Dalam Al-Qur’an, kata “Khaliq” dengan berbagai bentuknya disebut secara berulang hingga 150 kali. Namun, kata “Khaliq” sendiri disebutkan sebanyak delapan kali.
Tujuh di antaranya menunjukkan makna sebagai nama Allah. Dalam Surat Ar-Ra’d: 16 dan Al-Mukminun:14, misalnya, Allah menyebut dirinya sebagai Ahsanul Khaliqin, Sebaik-baik Pencipta.

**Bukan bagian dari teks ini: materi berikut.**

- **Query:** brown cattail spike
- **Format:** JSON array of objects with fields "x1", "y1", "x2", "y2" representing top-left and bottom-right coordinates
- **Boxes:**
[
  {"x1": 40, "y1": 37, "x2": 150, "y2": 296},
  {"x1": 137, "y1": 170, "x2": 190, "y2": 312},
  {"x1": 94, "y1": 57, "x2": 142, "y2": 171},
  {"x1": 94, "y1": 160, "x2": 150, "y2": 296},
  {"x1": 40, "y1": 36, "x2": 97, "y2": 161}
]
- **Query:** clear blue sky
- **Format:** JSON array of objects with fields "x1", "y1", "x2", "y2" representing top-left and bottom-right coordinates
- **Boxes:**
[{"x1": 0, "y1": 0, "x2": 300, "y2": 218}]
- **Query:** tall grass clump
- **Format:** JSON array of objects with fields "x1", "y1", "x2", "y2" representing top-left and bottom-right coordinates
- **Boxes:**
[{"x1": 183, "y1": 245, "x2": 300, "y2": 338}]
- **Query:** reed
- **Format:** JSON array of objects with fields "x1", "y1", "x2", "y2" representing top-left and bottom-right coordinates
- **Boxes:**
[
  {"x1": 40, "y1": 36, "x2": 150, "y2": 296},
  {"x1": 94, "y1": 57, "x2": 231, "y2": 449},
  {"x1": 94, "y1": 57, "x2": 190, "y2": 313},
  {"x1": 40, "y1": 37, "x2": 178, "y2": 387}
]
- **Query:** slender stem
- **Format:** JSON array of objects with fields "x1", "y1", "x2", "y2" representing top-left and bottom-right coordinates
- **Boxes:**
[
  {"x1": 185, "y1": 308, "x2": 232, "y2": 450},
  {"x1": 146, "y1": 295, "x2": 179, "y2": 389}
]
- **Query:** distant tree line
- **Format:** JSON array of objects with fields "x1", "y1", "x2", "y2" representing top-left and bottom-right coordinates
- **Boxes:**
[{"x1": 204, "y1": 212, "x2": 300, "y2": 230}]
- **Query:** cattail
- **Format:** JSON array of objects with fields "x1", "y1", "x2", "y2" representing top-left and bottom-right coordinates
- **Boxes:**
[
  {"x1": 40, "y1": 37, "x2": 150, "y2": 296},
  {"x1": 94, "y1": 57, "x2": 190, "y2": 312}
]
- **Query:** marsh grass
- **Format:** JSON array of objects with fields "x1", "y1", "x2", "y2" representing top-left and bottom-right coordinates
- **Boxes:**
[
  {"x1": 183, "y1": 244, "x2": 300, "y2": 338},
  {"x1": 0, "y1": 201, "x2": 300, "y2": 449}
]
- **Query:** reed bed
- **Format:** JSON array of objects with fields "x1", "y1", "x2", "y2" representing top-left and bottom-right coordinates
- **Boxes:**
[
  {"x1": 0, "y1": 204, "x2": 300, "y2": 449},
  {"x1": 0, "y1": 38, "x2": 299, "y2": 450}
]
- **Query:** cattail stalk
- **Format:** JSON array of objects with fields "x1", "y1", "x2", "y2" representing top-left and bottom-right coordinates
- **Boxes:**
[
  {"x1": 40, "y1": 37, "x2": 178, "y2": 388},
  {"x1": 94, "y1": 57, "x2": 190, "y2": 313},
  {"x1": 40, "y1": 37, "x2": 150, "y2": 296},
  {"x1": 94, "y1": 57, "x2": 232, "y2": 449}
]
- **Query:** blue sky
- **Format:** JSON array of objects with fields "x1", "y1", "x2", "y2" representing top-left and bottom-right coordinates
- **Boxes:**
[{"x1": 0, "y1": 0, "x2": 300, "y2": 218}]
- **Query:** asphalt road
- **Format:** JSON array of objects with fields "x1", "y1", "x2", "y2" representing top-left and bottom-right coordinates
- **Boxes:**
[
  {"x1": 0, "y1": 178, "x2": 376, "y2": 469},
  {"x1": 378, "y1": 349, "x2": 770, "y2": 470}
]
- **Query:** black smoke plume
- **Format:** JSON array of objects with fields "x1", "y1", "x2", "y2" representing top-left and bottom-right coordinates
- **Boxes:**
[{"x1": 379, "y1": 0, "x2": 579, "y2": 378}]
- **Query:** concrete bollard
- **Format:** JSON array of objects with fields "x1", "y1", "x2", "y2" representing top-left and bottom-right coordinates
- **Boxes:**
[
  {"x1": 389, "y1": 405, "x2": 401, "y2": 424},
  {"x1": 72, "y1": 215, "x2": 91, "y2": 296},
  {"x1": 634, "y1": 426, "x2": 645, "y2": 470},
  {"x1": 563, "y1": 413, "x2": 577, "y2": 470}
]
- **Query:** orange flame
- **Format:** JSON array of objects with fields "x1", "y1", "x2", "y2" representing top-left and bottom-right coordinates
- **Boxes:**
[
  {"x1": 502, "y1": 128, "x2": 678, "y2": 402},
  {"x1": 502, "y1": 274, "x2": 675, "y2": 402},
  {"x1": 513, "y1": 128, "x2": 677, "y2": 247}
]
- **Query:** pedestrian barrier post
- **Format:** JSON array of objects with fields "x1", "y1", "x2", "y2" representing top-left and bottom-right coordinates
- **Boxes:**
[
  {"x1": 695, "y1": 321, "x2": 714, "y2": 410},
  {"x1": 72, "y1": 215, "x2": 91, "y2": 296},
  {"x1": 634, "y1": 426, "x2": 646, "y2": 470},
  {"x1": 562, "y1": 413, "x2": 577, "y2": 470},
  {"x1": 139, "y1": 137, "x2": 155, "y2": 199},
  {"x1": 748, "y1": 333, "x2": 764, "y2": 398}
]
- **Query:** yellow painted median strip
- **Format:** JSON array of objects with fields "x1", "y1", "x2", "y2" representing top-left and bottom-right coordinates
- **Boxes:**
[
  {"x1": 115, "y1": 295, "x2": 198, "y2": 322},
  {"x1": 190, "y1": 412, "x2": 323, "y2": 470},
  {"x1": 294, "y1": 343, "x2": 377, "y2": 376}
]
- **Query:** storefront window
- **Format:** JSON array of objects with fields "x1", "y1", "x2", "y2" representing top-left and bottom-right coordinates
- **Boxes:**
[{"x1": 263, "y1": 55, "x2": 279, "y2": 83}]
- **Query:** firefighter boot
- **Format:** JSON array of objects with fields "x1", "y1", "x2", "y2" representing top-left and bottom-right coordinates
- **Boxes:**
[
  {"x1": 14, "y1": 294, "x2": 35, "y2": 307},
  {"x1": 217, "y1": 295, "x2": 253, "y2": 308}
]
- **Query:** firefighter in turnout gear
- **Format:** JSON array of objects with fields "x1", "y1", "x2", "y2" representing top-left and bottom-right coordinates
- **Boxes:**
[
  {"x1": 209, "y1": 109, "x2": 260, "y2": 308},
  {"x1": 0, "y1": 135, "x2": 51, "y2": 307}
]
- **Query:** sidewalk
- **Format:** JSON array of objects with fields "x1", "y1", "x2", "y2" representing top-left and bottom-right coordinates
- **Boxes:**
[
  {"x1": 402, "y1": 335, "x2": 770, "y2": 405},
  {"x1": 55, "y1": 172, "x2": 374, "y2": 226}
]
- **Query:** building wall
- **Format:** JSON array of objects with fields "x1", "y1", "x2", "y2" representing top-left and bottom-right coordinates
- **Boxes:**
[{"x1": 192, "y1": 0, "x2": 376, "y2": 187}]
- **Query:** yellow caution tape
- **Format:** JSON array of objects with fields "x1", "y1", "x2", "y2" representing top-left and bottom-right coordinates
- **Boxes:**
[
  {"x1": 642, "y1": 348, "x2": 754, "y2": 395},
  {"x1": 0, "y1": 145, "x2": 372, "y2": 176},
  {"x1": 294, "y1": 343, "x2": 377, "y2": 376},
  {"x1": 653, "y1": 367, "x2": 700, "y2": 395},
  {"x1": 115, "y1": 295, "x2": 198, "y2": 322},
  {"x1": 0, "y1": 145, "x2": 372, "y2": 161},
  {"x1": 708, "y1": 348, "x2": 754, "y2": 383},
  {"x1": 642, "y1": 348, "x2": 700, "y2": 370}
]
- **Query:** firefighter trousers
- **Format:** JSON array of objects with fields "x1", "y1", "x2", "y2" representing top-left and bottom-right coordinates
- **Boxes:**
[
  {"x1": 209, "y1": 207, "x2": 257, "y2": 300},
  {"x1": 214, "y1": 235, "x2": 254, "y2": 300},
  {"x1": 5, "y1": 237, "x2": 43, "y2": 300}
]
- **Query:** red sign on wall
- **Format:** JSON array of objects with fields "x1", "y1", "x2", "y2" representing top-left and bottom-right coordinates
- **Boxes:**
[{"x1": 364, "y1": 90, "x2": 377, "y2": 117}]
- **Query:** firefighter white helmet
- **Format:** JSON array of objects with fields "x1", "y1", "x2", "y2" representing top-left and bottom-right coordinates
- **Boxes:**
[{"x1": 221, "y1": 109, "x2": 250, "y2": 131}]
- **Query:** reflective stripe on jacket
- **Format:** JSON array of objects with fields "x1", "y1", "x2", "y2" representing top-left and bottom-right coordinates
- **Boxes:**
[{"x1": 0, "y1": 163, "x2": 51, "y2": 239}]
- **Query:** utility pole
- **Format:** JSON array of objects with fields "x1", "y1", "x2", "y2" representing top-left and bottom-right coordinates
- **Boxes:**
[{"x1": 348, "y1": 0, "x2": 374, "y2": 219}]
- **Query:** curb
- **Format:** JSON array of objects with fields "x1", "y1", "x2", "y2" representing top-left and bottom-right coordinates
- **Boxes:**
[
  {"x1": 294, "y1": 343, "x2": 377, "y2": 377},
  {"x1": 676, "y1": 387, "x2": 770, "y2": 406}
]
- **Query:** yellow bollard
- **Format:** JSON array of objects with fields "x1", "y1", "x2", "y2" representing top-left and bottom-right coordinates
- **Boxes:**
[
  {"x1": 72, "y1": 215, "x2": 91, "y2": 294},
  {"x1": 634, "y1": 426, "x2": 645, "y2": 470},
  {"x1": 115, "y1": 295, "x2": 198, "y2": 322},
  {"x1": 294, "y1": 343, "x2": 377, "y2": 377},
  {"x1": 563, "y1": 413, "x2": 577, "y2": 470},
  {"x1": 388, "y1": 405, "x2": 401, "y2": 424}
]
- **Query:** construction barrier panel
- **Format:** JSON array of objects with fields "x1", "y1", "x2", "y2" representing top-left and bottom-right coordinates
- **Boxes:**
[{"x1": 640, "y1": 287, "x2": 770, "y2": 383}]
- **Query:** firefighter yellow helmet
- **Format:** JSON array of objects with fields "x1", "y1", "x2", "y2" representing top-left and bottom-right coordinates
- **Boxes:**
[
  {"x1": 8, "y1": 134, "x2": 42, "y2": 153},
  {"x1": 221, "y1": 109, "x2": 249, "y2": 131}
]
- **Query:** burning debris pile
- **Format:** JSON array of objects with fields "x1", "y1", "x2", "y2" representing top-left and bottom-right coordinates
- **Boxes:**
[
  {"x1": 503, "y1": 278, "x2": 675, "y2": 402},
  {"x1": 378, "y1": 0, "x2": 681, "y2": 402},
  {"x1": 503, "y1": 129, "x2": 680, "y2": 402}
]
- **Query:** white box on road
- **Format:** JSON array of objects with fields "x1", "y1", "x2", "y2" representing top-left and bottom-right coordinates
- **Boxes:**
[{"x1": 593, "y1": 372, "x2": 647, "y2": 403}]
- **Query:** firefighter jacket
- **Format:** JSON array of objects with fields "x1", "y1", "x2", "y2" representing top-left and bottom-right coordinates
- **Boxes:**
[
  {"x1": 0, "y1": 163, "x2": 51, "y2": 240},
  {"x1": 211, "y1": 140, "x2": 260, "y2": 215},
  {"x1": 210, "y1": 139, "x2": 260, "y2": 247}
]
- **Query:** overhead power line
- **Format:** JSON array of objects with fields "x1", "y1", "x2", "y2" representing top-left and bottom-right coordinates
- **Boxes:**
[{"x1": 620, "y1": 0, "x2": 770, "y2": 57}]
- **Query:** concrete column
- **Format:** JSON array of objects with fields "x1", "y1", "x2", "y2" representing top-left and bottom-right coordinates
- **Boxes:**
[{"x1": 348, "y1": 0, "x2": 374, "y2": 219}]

Menurut Al-Ashfahaniy dalam Mufradat Alfadz Al-Qur’an, “Al-Khaliq” berarti Dzat yang menciptakan sesuatu tanpa bahan atau contoh yang sudah ada (QS. Al-A’raf:189). Selain itu, juga bermakna “menciptakan sesuatu dari yang lain” (QS. An-Nisa:1).
Di beberapa surat, Al-Qur’an juga menegaskan Allah-lah yang menciptakan alam semesta ini. Langit dan bumi diciptakan dalam waktu tertentu, yaitu “enam hari’ (QS. Al-A’raf:54), dengan prinsip kebenaran dan penciptaan itu bukanlah pekerjaan main-main atau sia-sia (QS. Ad-Dukhan:38-39). Karenanya, atas semua kejadian penciptaan itu, manusia diperintahkan untuk dapat memikirkannya (QS. Al-Baqarah:164).
Melalui pemikiran terhadap penciptaan alam semesta itu, manusia diharapkan memperoleh kesadaran ketuhanan dan “menemukan” Tuhan sebagaimana Nabi Ibrahim AS. Selain itu, pemikiran ini akan mengantarkan pada kesadaran pengetahuan untuk menyusun konsep-konsep dan berusaha mewujudkannya dalam realitas kehidupan manusia.
Dalam konteks inilah Islam mendorong umatnya untuk memikirkan ciptaan-Nya (fil-khalq) dan dilarang memikirkan tentang Dzat Yang Maha Pencipta. Allah menciptakan alam semesta ini dari ketiadaan tanpa ada contoh sebelumnya.